- Added wall climbing
- Added block pulling
- Made a floor switch that clicks down when the player steps on it or puts a block on it
- Added push/pullable block constraints
- Broke wall climbing somehow
- Fixed wall climbing
Unfortunately screenshots don’t demonstrate most of these super well, but I’ll do what I can.
Wall Climbing
I can now define an area as climbable. If you push against the top or bottom of it, you’ll switch to climbing mode (which currently does not have different art) and you will be able to climb around on the surface. It’s a bit jittery and weird and I haven’t fully put it through its paces so I’ll have to revisit it at some point, but it’s working for now.
Block Pulling
I’m not making a sokoban game. I don’t necessarily want or need to derive a lot of difficulty from constraining exactly how the player can move blocks around, so some (most?) of the time I’m going to want to allow them to pull blocks when they’re able to push them. This will cut down on the possibility for the player to get stuck on puzzles; it’ll also severely curtail the actual allowable difficulty for the puzzles, so it’s something I can toggle individually for a block.
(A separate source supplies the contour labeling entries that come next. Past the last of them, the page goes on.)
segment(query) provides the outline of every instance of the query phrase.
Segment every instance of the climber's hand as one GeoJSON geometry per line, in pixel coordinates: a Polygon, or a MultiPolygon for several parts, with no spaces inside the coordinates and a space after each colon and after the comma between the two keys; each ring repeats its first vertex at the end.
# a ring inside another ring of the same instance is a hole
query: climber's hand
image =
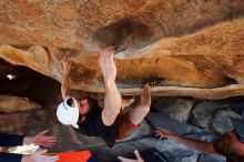
{"type": "Polygon", "coordinates": [[[59,160],[58,155],[44,155],[47,152],[47,150],[41,150],[30,155],[24,155],[21,162],[55,162],[59,160]]]}
{"type": "Polygon", "coordinates": [[[166,138],[166,139],[173,139],[177,136],[176,134],[172,133],[171,131],[163,129],[163,128],[157,128],[155,131],[155,136],[160,138],[161,140],[166,138]]]}

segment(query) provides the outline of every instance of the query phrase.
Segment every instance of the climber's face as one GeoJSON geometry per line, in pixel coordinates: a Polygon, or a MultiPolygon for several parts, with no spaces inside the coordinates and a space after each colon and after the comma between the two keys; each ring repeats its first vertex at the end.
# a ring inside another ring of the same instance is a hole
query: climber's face
{"type": "MultiPolygon", "coordinates": [[[[89,101],[88,99],[83,98],[83,99],[75,99],[79,103],[79,112],[81,115],[85,115],[88,114],[88,112],[90,111],[90,105],[89,105],[89,101]]],[[[71,107],[74,107],[74,103],[71,103],[71,107]]]]}

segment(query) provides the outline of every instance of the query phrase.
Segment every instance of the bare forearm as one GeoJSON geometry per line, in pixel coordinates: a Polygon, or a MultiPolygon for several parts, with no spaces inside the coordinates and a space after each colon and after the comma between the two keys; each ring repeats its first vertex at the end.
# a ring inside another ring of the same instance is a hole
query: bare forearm
{"type": "Polygon", "coordinates": [[[181,143],[185,144],[186,146],[193,148],[197,151],[217,154],[213,148],[213,143],[211,143],[211,142],[204,142],[204,141],[200,141],[200,140],[181,138],[181,136],[174,136],[174,138],[172,138],[172,140],[181,142],[181,143]]]}
{"type": "Polygon", "coordinates": [[[105,83],[104,109],[110,112],[119,113],[122,107],[122,98],[116,88],[115,81],[105,83]]]}
{"type": "Polygon", "coordinates": [[[61,93],[63,100],[70,94],[70,75],[64,74],[62,80],[61,93]]]}

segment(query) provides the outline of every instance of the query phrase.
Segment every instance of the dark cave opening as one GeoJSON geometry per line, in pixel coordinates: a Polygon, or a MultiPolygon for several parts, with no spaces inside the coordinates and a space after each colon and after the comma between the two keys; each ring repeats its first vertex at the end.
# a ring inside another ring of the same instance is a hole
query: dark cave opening
{"type": "Polygon", "coordinates": [[[60,83],[34,70],[0,59],[0,94],[29,98],[42,107],[60,101],[60,83]]]}

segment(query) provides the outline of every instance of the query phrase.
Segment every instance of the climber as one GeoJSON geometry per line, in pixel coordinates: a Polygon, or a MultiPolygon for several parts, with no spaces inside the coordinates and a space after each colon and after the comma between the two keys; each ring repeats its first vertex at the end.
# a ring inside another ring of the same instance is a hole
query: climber
{"type": "Polygon", "coordinates": [[[59,156],[48,156],[47,150],[37,151],[30,155],[21,155],[9,153],[11,146],[23,144],[35,144],[40,146],[51,148],[57,143],[57,136],[45,135],[49,130],[45,130],[35,136],[22,136],[17,134],[0,133],[0,161],[1,162],[55,162],[59,156]]]}
{"type": "Polygon", "coordinates": [[[214,142],[180,136],[163,128],[155,130],[155,136],[175,140],[202,152],[222,154],[227,162],[244,162],[244,120],[231,120],[234,130],[222,134],[214,142]]]}
{"type": "Polygon", "coordinates": [[[122,98],[115,84],[116,67],[113,60],[114,47],[109,47],[100,53],[100,68],[104,78],[105,97],[104,109],[91,105],[89,99],[70,97],[71,63],[64,59],[64,75],[61,87],[63,102],[57,110],[57,117],[63,124],[71,124],[75,130],[89,136],[101,136],[109,146],[113,146],[116,139],[123,139],[136,129],[150,111],[151,94],[149,84],[144,85],[140,104],[125,114],[121,113],[122,98]]]}

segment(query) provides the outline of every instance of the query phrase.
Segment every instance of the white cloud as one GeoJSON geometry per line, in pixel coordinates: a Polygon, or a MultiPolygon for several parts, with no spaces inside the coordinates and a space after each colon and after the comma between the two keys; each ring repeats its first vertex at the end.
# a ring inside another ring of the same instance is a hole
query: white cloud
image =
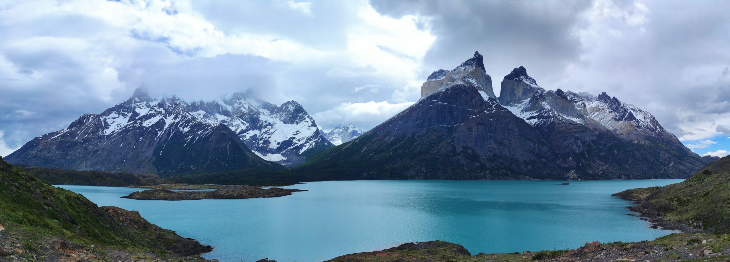
{"type": "Polygon", "coordinates": [[[718,143],[715,142],[715,141],[712,141],[712,140],[701,140],[699,142],[696,142],[696,143],[694,143],[688,144],[687,145],[687,148],[691,148],[691,149],[704,148],[707,148],[707,147],[708,147],[710,146],[712,146],[712,145],[714,145],[714,144],[716,144],[716,143],[718,143]]]}
{"type": "Polygon", "coordinates": [[[710,151],[710,152],[707,152],[707,153],[705,153],[705,154],[702,154],[701,156],[719,156],[719,157],[723,157],[723,156],[727,156],[727,155],[728,155],[728,151],[727,151],[727,150],[722,150],[722,149],[718,149],[718,151],[710,151]]]}
{"type": "Polygon", "coordinates": [[[385,101],[343,103],[332,109],[315,113],[312,117],[320,126],[334,127],[343,123],[353,123],[366,130],[383,123],[413,103],[391,104],[385,101]]]}
{"type": "Polygon", "coordinates": [[[311,2],[298,2],[289,0],[286,2],[286,6],[289,8],[301,12],[306,16],[314,17],[314,15],[312,15],[311,2]]]}
{"type": "Polygon", "coordinates": [[[3,140],[4,135],[4,133],[2,131],[0,131],[0,156],[7,156],[10,154],[10,153],[15,151],[16,150],[18,150],[18,148],[20,148],[20,147],[15,148],[9,148],[7,146],[7,144],[5,143],[5,140],[3,140]]]}

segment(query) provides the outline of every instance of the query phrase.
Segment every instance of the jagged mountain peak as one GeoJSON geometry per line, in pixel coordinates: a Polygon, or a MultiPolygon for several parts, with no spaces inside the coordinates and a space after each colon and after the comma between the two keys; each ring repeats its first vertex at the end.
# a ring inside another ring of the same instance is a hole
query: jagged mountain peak
{"type": "Polygon", "coordinates": [[[492,90],[492,77],[485,71],[484,57],[479,52],[475,52],[474,56],[453,70],[439,69],[431,73],[420,87],[421,98],[459,84],[473,85],[487,95],[496,98],[492,90]]]}
{"type": "Polygon", "coordinates": [[[334,128],[328,132],[322,132],[324,137],[335,146],[350,142],[353,139],[362,135],[365,132],[356,127],[355,124],[351,123],[347,125],[337,124],[337,127],[334,127],[334,128]]]}
{"type": "Polygon", "coordinates": [[[504,76],[505,79],[510,79],[513,81],[523,81],[528,84],[537,85],[537,82],[535,79],[530,77],[527,75],[527,69],[524,66],[520,66],[518,68],[515,68],[510,72],[510,74],[504,76]]]}
{"type": "Polygon", "coordinates": [[[459,67],[477,66],[482,68],[485,73],[487,70],[484,68],[484,56],[479,53],[479,51],[474,52],[474,56],[459,65],[459,67]]]}
{"type": "Polygon", "coordinates": [[[431,73],[431,74],[429,75],[428,80],[443,79],[444,77],[446,76],[446,73],[448,72],[449,72],[448,70],[439,69],[437,71],[434,71],[434,73],[431,73]]]}

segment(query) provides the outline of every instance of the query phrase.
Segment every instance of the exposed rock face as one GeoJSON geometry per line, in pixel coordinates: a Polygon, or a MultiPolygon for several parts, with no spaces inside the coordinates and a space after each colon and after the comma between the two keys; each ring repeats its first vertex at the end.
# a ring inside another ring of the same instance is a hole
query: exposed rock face
{"type": "Polygon", "coordinates": [[[648,112],[605,92],[595,97],[545,90],[521,66],[504,76],[499,100],[535,127],[559,152],[584,152],[586,162],[599,166],[605,162],[600,167],[603,170],[637,168],[647,178],[684,178],[708,162],[682,145],[648,112]],[[645,163],[631,163],[628,156],[607,158],[604,152],[615,150],[612,148],[633,148],[631,157],[645,163]],[[652,173],[656,175],[650,176],[652,173]]]}
{"type": "Polygon", "coordinates": [[[439,69],[430,76],[429,79],[420,87],[420,96],[425,97],[442,88],[456,84],[471,84],[487,93],[487,95],[496,98],[492,90],[492,78],[484,70],[484,57],[475,52],[474,57],[469,58],[453,70],[439,69]]]}
{"type": "Polygon", "coordinates": [[[305,167],[348,168],[340,179],[541,178],[561,168],[550,152],[532,127],[485,91],[456,84],[305,167]]]}
{"type": "MultiPolygon", "coordinates": [[[[686,178],[707,163],[681,143],[634,143],[615,133],[618,124],[593,118],[599,106],[589,108],[589,98],[546,91],[523,67],[505,76],[498,102],[491,79],[480,82],[482,60],[477,52],[453,71],[434,72],[418,103],[304,168],[340,168],[339,179],[645,179],[686,178]]],[[[631,108],[611,101],[612,116],[631,108]]],[[[657,130],[645,140],[674,138],[653,124],[642,127],[657,130]]]]}
{"type": "MultiPolygon", "coordinates": [[[[0,253],[3,253],[0,261],[9,261],[10,255],[25,256],[28,251],[39,255],[37,258],[28,257],[34,258],[32,261],[110,261],[116,258],[107,252],[126,252],[123,250],[169,258],[155,261],[202,261],[181,257],[212,250],[210,246],[150,223],[136,211],[98,207],[83,196],[53,186],[1,159],[0,181],[0,217],[7,227],[0,237],[3,238],[0,241],[0,253]],[[39,222],[45,221],[51,223],[39,222]],[[23,247],[21,243],[30,241],[34,245],[25,245],[26,251],[18,248],[23,247]],[[69,242],[93,245],[89,248],[69,242]],[[43,245],[38,245],[39,242],[43,245]],[[7,249],[9,247],[12,247],[7,249]]],[[[113,261],[120,260],[123,259],[113,261]]]]}
{"type": "Polygon", "coordinates": [[[78,171],[32,166],[20,167],[36,178],[53,185],[139,186],[171,183],[159,175],[153,174],[138,175],[96,170],[78,171]]]}
{"type": "Polygon", "coordinates": [[[365,132],[362,130],[358,129],[353,124],[349,124],[346,126],[338,124],[334,129],[330,130],[329,132],[325,133],[323,131],[320,131],[322,135],[324,135],[328,140],[331,142],[335,146],[339,146],[343,143],[347,143],[353,139],[357,138],[362,134],[365,132]]]}
{"type": "Polygon", "coordinates": [[[305,191],[275,187],[264,189],[256,186],[226,186],[212,191],[174,191],[157,188],[134,192],[122,198],[140,200],[242,199],[283,196],[305,191]]]}
{"type": "Polygon", "coordinates": [[[251,152],[226,125],[199,121],[188,106],[174,96],[157,100],[138,89],[124,103],[100,114],[82,115],[5,159],[42,167],[163,176],[277,168],[251,152]]]}
{"type": "Polygon", "coordinates": [[[284,165],[334,146],[294,100],[277,106],[250,92],[236,92],[222,101],[190,103],[187,109],[200,122],[226,125],[257,155],[284,165]]]}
While I was at it I also made it so you can toggle pushability as well, so I can have pull-only blocks. The screenshot may be a little hard to parse, but that block has a sort of debug-graphics black bar that stretches into the wall; when you let go of it, the whole thing will slowly retract back into the wall.
Floor Switch
Having step events (as described last post) isn’t new, so this isn’t that novel, but it’s got a satisfying click to it when you step on it, and it visually changes to show it’s depressed. More importantly, the block can also push it down (but it’s even harder to get a meaningful screenshot of that than it was with the player stand-in sprite).
Block Constraints
I am able to add solid obstructions to a pushable block that constrains it from moving. These constraints are in addition to any normal solid walls, but they don’t block the player (or any other entity) from moving around. The dark polygons on the ground below both blocks in the above screenshots are just visible polygons to help me ensure they’re working correctly, the space constraint obstructions are normally invisible.
That’s All!
That’s it for this week. After the debacle of last week’s collision stuff (and the knowledge (which turned out to be correct) that I would have to delve back into it a bit for this stuff), I kind of dragged my feet on getting into it this week. I’ve got a few more map-interaction “primitives” like this stuff that I need to build, and a few that are on my “maybe” list, and then I’m mostly left with a few small features, a bug list, and “actually building out the story”. I’m looking forward to getting to that part.